災害対策基本法とは1961年(昭和36年)に制定された法律です。この法律により指定公共機関と呼ばれる
- 電力、ガス、水道、通信など社会のインフラを担う機関
- 鉄道、石油など交通インフラに関わる機関
- 食料や薬などの生命維持に必要な物資の流通に関わる機関
- 社会の安全のとりでとなる研究機関
上記に当てはまる組織は、災害発生時の災害応急対策の実施などの責務が与えられています。
今回の実験は戦略的イノベーション創造プログラム(SIP)の一環で経済産業省が支援しています。
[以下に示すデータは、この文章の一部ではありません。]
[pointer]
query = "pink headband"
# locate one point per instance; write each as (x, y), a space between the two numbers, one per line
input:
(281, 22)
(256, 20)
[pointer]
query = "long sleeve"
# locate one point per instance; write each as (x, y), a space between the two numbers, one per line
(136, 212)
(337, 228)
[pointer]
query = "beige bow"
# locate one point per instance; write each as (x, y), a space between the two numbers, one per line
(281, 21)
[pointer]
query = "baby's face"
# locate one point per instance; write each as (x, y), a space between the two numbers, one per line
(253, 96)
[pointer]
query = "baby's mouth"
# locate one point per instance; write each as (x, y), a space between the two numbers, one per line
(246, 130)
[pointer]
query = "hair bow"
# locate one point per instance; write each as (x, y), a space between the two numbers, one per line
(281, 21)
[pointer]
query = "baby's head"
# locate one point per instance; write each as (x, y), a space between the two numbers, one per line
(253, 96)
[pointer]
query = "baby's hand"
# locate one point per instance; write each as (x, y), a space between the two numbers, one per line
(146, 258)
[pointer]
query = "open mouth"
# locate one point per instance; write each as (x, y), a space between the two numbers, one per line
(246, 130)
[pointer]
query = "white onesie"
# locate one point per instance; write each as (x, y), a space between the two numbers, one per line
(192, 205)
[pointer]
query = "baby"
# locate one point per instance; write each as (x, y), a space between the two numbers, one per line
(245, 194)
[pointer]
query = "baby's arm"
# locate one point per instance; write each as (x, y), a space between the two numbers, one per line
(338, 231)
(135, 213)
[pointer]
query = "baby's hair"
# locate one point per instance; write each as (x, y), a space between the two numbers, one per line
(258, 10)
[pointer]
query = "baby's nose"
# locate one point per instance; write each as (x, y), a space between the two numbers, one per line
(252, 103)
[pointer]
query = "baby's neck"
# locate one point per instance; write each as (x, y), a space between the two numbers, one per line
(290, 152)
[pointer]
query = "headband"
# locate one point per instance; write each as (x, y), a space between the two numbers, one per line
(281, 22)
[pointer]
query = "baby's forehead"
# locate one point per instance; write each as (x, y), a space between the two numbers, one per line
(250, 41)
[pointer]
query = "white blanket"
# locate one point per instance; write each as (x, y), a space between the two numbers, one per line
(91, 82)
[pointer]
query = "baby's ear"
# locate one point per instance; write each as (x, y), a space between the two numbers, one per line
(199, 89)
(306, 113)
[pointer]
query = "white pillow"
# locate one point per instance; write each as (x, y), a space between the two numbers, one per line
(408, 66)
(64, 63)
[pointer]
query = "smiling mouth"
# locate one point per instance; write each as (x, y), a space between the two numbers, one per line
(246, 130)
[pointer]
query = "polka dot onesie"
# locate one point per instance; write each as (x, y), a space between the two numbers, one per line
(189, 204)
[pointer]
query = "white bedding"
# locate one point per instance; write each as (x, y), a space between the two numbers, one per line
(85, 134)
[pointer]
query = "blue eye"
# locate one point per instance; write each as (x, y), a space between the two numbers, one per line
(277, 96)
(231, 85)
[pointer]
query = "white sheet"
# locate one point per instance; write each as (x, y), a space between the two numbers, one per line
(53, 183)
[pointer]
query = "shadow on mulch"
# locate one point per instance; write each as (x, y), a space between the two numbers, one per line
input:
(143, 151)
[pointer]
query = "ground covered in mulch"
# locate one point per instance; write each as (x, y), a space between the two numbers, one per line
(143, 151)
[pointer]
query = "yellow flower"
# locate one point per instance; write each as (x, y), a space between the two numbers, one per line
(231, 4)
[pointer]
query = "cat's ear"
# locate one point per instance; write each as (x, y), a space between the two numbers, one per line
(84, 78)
SIPは様々な分野の枠を超えたマネジメントに主導的な役割を果たすことで、科学技術イノベーションを実現することを目的に創設されました。
まとめ

現在の日本は高齢化が進み若い働き手は少なくなっています。それは物流だけではなく様々な業種に言えることです。そして現状、無人のコンビニなど人のいらない環境を作ったり、AIの導入で最適化を各企業が実施しております。しかし、今後は今回の実験の様に企業間の垣根を超えた取り組みが必要になっていくのではないでしょうか。
そして、その取り組みによりまた新たなサービス、商品が産まれ我々の生活が豊かになると私は考えます。